Elizabeth Evans

otherwise Dinah Bede formerly Morris

Elizabeth Evans
Griffydam Chapel

Elizabeth was born at Newbold in 1776 to Thomas and Mary Tomlinson. Before she was a year old her mother died and, on her death bed, committed her daughter to the Lord. The knowledge of this deeply affected the whole of Elizabeth’s life. Her father was a member of the Griffydam Wesleyan Society and, as a child, she was taken by him to the recently erected chapel there. Even at a young age, she actually listened to the sermons and was able, in later life, to recall some of them and the texts upon which they were based!

At 14 she left Newbold to commence work in service at Derby before later moving to Nottingham to become a lace mender – a highly skilled occupation requiring great dexterity. On Easter Tuesday 1797, she chanced to attend Beck Barn, Nottingham, a temporary meeting house for the Wesleyans, where the revivalist minister, Rev George Smith, was taking the service. She underwent a deep spiritual experience and so began a new life for her.

She dedicated herself to ministering to the sick (as a result of which she caught typhus herself), the poor and the condemned. She counselled Mary Voce who had been sentenced to death for murdering her child and accompanied her to the gallows. She then commenced her mission work in south Derbyshire and spent time in the Burton Circuit where we are told the young minister and the circuit steward busied themselves to hinder her work. It seems the minister concerned was the Rev Jonathan Edmonson later to serve in the Ashby Circuit and as President of Conference in 1818. Nonetheless, her message stuck a chord with ordinary Methodist folk wherever it was heard be it in a chapel, cottage, barn or in an open field and many were brought to the Lord.

It was while visiting Ashbourne that her preaching was heard by Samuel Evans, a local preacher and class leader, who wooed and married her in 1804. Between them they took the Gospel to such places as Derby, Royston, Ellastone and Millhouse and would walk as many as 15 miles on a Sunday to preach in some far flung hamlet. Their paths crossed with that of Hugh Bourne, co-founder of the Primitive Methodist movement, who was impressed with them both when he heard them preach at Wooton. Of Elizabeth he wrote ….and from the little I saw of her she seems to be as fully devoted to God as any woman I ever saw. O Lord, bless and establish her.

She and Samuel finally settled in Wirksworth and were parties to a great revival there. Sadly, the opposition to women preachers evident during her ministry in the Burton Circuit resurfaced. She and a fellow local preacher, Mary Taft, were singled out by two leading figures at Conference who directed that they would be allowed to carry on preaching but only on condition that their names did not appear on the Plan, their appointments to be delineated by an asterisk. This was unacceptable to Elizabeth and she and Samuel joined the Arminian Methodists or Derby Faith who had no reservations whatever to the Gospel being preached by women though in later life they re-joined the Wesleyans. She died in Wirksworth in 1849 to be followed by her husband nine years later.

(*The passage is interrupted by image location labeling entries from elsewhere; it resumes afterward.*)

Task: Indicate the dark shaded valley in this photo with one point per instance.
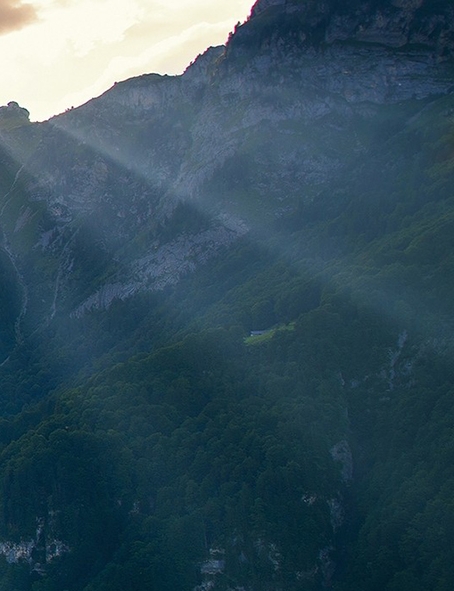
(226, 351)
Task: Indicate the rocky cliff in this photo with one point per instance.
(245, 135)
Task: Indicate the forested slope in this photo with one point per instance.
(154, 442)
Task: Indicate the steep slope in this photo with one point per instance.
(297, 184)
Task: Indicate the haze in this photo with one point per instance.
(55, 54)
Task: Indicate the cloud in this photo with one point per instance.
(15, 15)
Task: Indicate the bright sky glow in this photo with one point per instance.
(55, 54)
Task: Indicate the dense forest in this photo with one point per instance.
(278, 418)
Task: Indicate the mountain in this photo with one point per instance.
(226, 340)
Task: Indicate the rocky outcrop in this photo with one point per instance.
(259, 125)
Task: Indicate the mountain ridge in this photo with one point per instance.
(296, 183)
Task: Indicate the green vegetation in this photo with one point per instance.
(151, 437)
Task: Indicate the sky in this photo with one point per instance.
(57, 54)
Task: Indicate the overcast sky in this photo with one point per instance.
(55, 54)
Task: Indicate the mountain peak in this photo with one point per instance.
(393, 23)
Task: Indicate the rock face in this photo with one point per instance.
(248, 132)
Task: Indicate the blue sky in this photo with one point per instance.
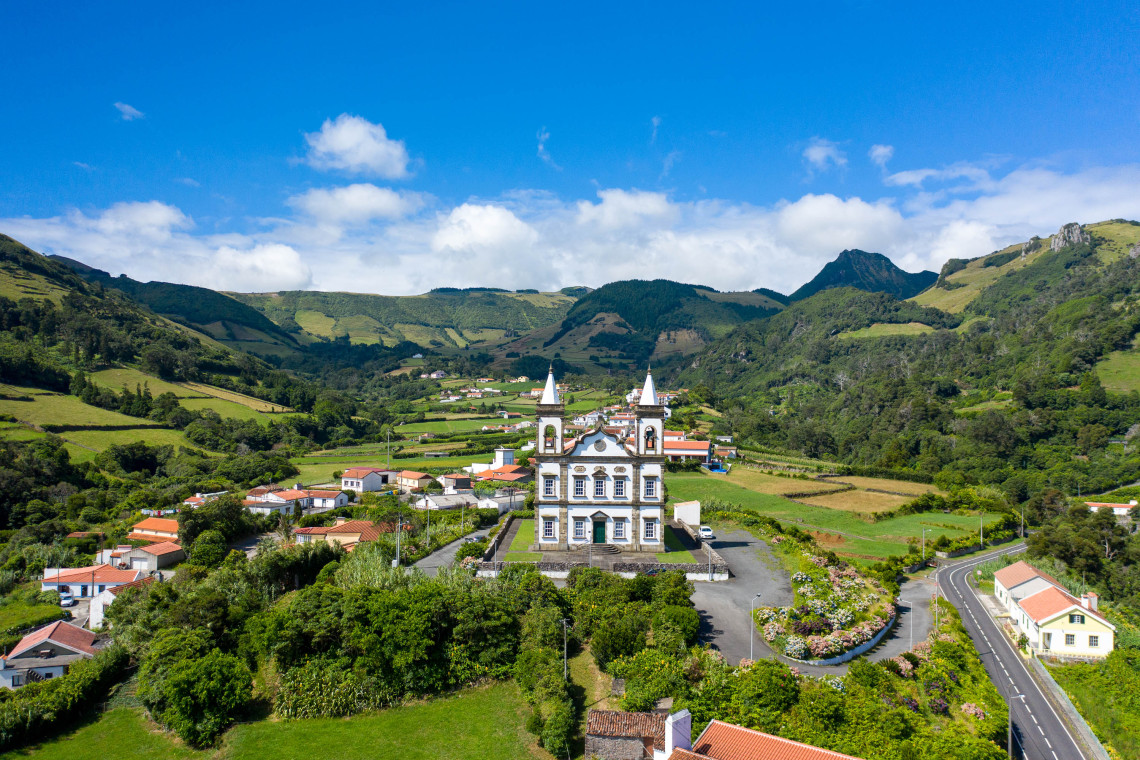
(393, 148)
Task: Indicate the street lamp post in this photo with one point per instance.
(1009, 730)
(751, 626)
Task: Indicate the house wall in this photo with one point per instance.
(617, 748)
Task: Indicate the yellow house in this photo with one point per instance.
(1060, 624)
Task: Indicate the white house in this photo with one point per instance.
(596, 489)
(366, 479)
(100, 602)
(46, 653)
(83, 582)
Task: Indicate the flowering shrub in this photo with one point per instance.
(974, 710)
(795, 647)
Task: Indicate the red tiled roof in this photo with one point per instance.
(636, 725)
(157, 524)
(139, 583)
(160, 549)
(90, 574)
(722, 741)
(73, 637)
(1051, 602)
(1020, 572)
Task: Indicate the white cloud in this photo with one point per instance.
(129, 113)
(880, 154)
(822, 155)
(356, 204)
(372, 239)
(543, 153)
(357, 146)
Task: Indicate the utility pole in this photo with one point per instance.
(751, 626)
(566, 670)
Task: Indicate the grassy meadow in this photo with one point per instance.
(843, 530)
(473, 725)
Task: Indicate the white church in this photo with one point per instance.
(595, 488)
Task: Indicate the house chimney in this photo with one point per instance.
(678, 732)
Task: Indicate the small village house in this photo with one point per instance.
(47, 653)
(83, 582)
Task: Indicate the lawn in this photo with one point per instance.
(882, 329)
(475, 724)
(855, 536)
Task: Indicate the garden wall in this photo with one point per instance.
(851, 654)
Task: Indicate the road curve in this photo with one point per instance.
(1039, 732)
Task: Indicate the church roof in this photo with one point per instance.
(649, 393)
(551, 392)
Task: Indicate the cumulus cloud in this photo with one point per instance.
(880, 154)
(356, 204)
(543, 153)
(129, 113)
(355, 145)
(372, 239)
(822, 155)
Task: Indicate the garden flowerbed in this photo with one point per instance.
(836, 607)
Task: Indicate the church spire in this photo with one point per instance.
(551, 392)
(649, 393)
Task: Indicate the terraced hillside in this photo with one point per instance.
(445, 318)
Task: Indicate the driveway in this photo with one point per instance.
(445, 555)
(726, 621)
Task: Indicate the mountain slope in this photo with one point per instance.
(209, 311)
(866, 271)
(630, 321)
(445, 318)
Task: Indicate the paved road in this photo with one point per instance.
(445, 555)
(724, 607)
(1037, 729)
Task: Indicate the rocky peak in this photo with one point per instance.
(1071, 234)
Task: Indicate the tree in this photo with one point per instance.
(209, 549)
(204, 694)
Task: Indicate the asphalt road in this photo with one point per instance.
(445, 555)
(1039, 732)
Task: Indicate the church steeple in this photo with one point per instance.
(649, 393)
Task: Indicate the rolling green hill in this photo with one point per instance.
(866, 271)
(442, 319)
(630, 321)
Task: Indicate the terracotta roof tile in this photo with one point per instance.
(73, 637)
(637, 725)
(722, 741)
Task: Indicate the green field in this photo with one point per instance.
(882, 329)
(1120, 370)
(474, 725)
(847, 532)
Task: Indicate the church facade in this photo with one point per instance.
(595, 488)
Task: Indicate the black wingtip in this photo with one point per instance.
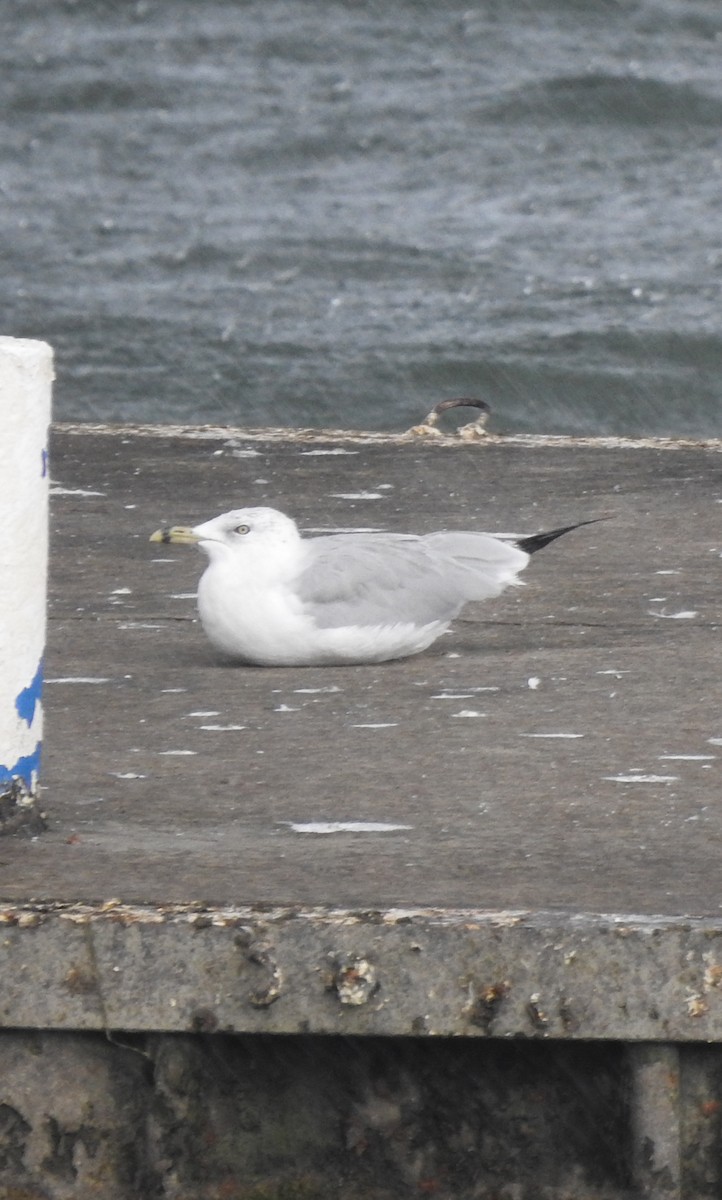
(539, 540)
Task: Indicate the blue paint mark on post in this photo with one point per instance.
(29, 697)
(25, 768)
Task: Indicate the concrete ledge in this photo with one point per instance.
(443, 973)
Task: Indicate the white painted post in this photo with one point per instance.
(25, 379)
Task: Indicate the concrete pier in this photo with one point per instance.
(515, 835)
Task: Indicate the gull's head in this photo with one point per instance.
(239, 532)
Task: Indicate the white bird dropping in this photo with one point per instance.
(25, 382)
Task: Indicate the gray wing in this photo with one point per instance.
(386, 579)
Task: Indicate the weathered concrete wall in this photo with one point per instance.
(234, 1117)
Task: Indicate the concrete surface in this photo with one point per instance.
(553, 766)
(594, 791)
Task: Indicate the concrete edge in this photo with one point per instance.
(397, 972)
(416, 436)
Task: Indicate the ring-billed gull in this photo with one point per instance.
(272, 598)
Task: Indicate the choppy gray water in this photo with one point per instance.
(323, 213)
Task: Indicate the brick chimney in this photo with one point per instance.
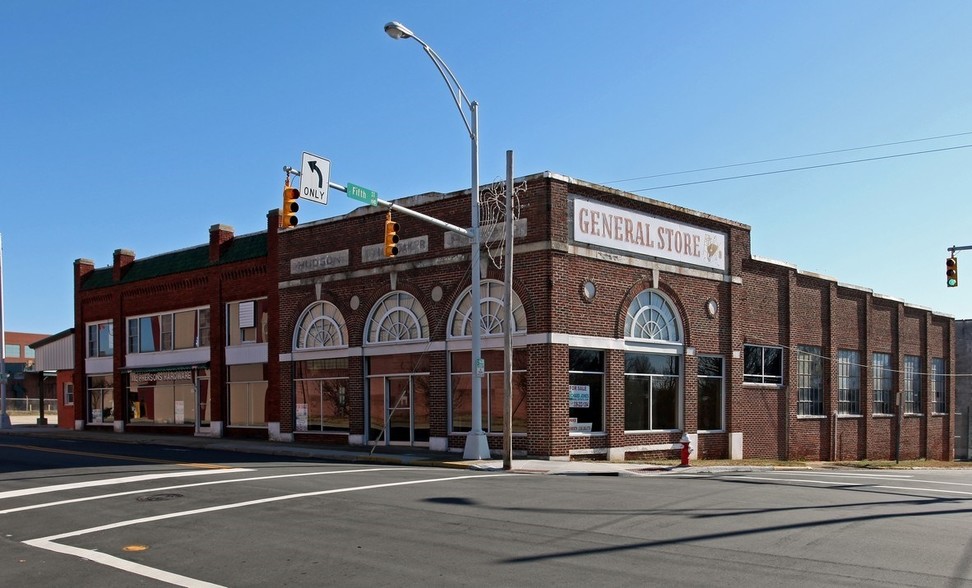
(219, 236)
(121, 259)
(82, 267)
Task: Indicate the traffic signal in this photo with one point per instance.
(951, 272)
(391, 237)
(288, 215)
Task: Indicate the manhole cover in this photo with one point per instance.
(159, 497)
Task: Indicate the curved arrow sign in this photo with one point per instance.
(315, 173)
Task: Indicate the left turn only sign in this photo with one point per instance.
(315, 173)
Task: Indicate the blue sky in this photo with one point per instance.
(138, 125)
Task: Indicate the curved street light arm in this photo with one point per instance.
(455, 88)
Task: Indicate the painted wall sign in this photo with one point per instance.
(324, 261)
(643, 234)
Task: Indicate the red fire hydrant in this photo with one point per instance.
(686, 442)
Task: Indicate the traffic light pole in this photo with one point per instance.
(398, 208)
(951, 265)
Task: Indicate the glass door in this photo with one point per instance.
(204, 405)
(398, 407)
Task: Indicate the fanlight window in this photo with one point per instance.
(651, 318)
(397, 317)
(493, 314)
(320, 325)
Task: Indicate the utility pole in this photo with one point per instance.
(4, 417)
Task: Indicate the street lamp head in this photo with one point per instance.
(397, 30)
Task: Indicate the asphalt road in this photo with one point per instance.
(74, 513)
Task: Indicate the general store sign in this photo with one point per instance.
(643, 234)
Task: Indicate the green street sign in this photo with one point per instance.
(361, 194)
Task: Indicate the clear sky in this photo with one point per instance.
(139, 124)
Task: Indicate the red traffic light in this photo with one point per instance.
(951, 272)
(391, 237)
(288, 214)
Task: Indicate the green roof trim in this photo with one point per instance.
(185, 260)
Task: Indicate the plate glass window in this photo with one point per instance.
(763, 364)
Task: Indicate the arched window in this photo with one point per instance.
(651, 318)
(397, 317)
(320, 325)
(493, 314)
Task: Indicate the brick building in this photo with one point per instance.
(634, 322)
(158, 337)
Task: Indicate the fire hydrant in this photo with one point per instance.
(686, 446)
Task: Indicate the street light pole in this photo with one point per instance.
(4, 417)
(477, 446)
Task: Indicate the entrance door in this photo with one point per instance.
(400, 410)
(398, 407)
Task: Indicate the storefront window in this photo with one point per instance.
(246, 322)
(492, 392)
(247, 391)
(586, 391)
(399, 401)
(651, 397)
(320, 326)
(185, 329)
(321, 396)
(711, 393)
(162, 398)
(101, 403)
(100, 340)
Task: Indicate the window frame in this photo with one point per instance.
(166, 323)
(810, 382)
(93, 333)
(882, 382)
(848, 382)
(911, 386)
(939, 388)
(580, 377)
(763, 378)
(721, 377)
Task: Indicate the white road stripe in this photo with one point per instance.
(854, 475)
(48, 543)
(113, 481)
(798, 480)
(121, 564)
(181, 486)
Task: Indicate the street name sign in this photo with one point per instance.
(361, 194)
(315, 174)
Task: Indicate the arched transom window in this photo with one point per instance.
(320, 325)
(493, 315)
(651, 318)
(397, 317)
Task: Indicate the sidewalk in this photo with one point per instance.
(389, 455)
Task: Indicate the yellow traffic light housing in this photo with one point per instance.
(951, 272)
(391, 237)
(288, 214)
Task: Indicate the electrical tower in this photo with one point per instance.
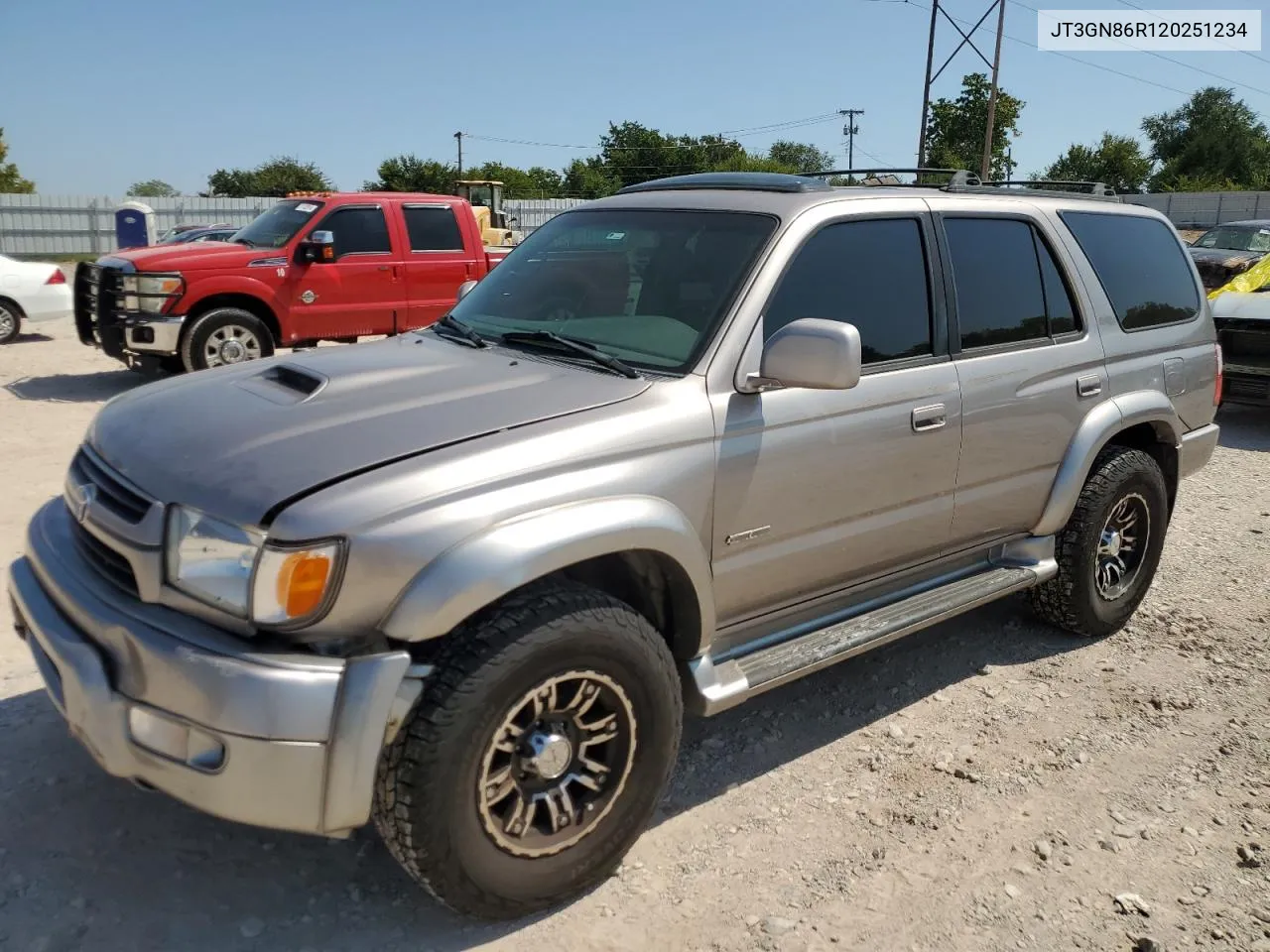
(849, 131)
(993, 63)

The woman who spent her girlhood in Newbold, was taken by her father to Griffydam Wesleyan Chapel and became one of the great woman preachers of the early 19th century was immortalised by her husband’s niece, Mary Evans, who felt prejudice herself as a female author and so wrote under the pen name of George Eliot in order that her works would be considered seriously. In her novel Adam Bede, Dinah Morris, the preacher of the memorable sermon at Hayslope in Chapter Two, is essentially Elizabeth Evans and Seth Bede, the man she marries, Samuel Evans.

 

 

Comments about this page

  • The pulpit latterly used by Elizabeth Evans at the Bede Memorial Chapel Wirksworth now features in a display at the museum of Primitive Methodism, Englesea Brook.

    By David Leese (25/06/2022)
  • Edward Corbould painted the depiction of ‘Dinah Morris preaching on the common’ in 1861, stated to be a favourite painting of Queen Victoria.
    The green at Ellastone (Hayslope in the novel) still exists.

    By David Leese (20/06/2022)
  • Having just re-read George Eliot’s Adam Bede, I am glad to know more about the inspiration for the character of Dinah Morris. But I have elsewhere heard that the character of Adam was inspired by Eliot’s father, not her uncle.